Among interviewed participants we further restricted to (i) cases (n = 1870) and controls (n = 11,452) that were singletons; (ii) cases (n = 1831) and controls (n = 11,370) where the pregnancy was without pregestational diabetes; (iii) cases (n = 1730) and controls (n = 10,691) with energy intake ranging from 500 to 5000 kcal and missing fewer than two food frequency questionnaire items as a quality control; and (iv) cases (n = 1726) and controls (n = 10,649) where interview data had fewer than 10% missing questions. These 1726 cases and 10,649 controls served as the analytic base, with the case group phenotype further classified in some analyses as anencephaly (n = 561) or spina bifida (n = 1165). This analytic sample resembled that in the Desrosiers et al. (2018) study with the exception that here we also included pregnancies with the date of conception before April 1, 1998 as well as cases and controls that derived from the New Jersey center early in the conduct of the NBDPS. These additions to the analytic sample were considered appropriate as they derived from the larger NBDPS study and were appropriate for our research queries.

2.2 CA-NTD study data

Details of this population-based case–control study can be found elsewhere (Shaw et al., 1995). Briefly, 653 infants or fetuses with a NTD (cases) were ascertained by reviewing medical records, including ultrasonography, at all hospitals and clinics for those infants/fetuses delivered in select California counties between February 1989 and January 1991. Singleton, live born infants and fetuses with NTDs, including those prenatally diagnosed and electively terminated, were considered as cases. Controls (n = 644) were selected randomly from each area hospital in proportion to the hospital's estimated contribution to the total population of singleton infants born alive in the same time period as cases. We excluded women who only spoke languages other than English or Spanish, or who had a previous NTD-affected pregnancy, leaving 613 cases and 611 controls.

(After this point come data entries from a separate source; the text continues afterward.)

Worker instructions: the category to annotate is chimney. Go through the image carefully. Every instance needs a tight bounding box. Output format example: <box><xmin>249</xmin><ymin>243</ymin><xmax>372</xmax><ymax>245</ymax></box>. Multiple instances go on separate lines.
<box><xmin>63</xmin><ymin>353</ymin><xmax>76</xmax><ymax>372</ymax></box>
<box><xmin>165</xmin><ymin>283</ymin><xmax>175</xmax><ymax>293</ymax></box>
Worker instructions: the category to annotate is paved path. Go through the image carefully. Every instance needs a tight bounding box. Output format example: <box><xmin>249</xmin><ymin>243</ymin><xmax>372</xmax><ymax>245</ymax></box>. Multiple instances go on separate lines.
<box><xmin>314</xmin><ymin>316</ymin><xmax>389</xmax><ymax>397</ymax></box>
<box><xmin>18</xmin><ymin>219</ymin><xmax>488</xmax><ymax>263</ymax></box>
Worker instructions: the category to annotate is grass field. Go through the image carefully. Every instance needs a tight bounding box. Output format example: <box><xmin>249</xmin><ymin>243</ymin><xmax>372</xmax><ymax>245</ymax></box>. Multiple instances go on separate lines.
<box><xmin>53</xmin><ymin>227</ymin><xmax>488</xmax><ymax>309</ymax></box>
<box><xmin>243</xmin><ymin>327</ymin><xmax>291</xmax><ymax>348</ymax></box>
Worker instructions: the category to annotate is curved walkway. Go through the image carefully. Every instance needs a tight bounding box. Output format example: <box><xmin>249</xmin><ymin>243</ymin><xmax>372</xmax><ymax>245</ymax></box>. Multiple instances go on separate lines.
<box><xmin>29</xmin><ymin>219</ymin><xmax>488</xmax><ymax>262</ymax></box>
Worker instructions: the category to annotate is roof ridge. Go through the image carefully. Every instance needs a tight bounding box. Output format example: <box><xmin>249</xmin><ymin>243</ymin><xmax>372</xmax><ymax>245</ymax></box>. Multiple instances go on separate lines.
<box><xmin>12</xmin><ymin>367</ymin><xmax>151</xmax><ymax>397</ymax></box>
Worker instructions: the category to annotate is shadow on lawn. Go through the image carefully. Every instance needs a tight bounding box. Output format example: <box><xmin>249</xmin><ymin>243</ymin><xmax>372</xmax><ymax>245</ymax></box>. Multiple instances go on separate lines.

Interviews were conducted in-person with mothers of 538 (88%) cases and of 539 (88%) controls an average of 5 months from the actual or projected date of term delivery. Interviews obtained information on pregnancy and lifestyle factors including vitamin/mineral supplements women used in the period 3 months before conception and in each trimester of pregnancy. Information about average daily intake of food items was obtained by administering a well-established, 100-item semi quantitative food frequency questionnaire (Block et al., 1986). Women were asked to estimate usual frequency and portion size of food items consumed during the 3 months before conception. Of the 1077 women who completed an interviewer-administered questionnaire, 1007 completed a food frequency questionnaire, and 916 (of 454 cases and 462 controls) contained suitable data based on error checks built into the associated analytic software. We further restricted analyses to 449 case and 458 control women without pregestational diabetes. Cases were further classified as: anencephaly (n = 175) or spina bifida (n = 253) for some analyses. This is the same analytic sample as used in Shaw & Yang, 2019.

2.3 Analyses

We defined low carbohydrate diet as intake in the 5th percentile or lower among control women in each data set separately, corresponding to an estimated carbohydrate intake of approximately 95 g/day in NBDPS data and 122 g/day in CA-NTD Study data. This percentile cutoff was employed in the two previous studies that demonstrated the association between restricted carbohydrate intake and NTDs (Desrosiers et al., 2018; Shaw & Yang, 2019).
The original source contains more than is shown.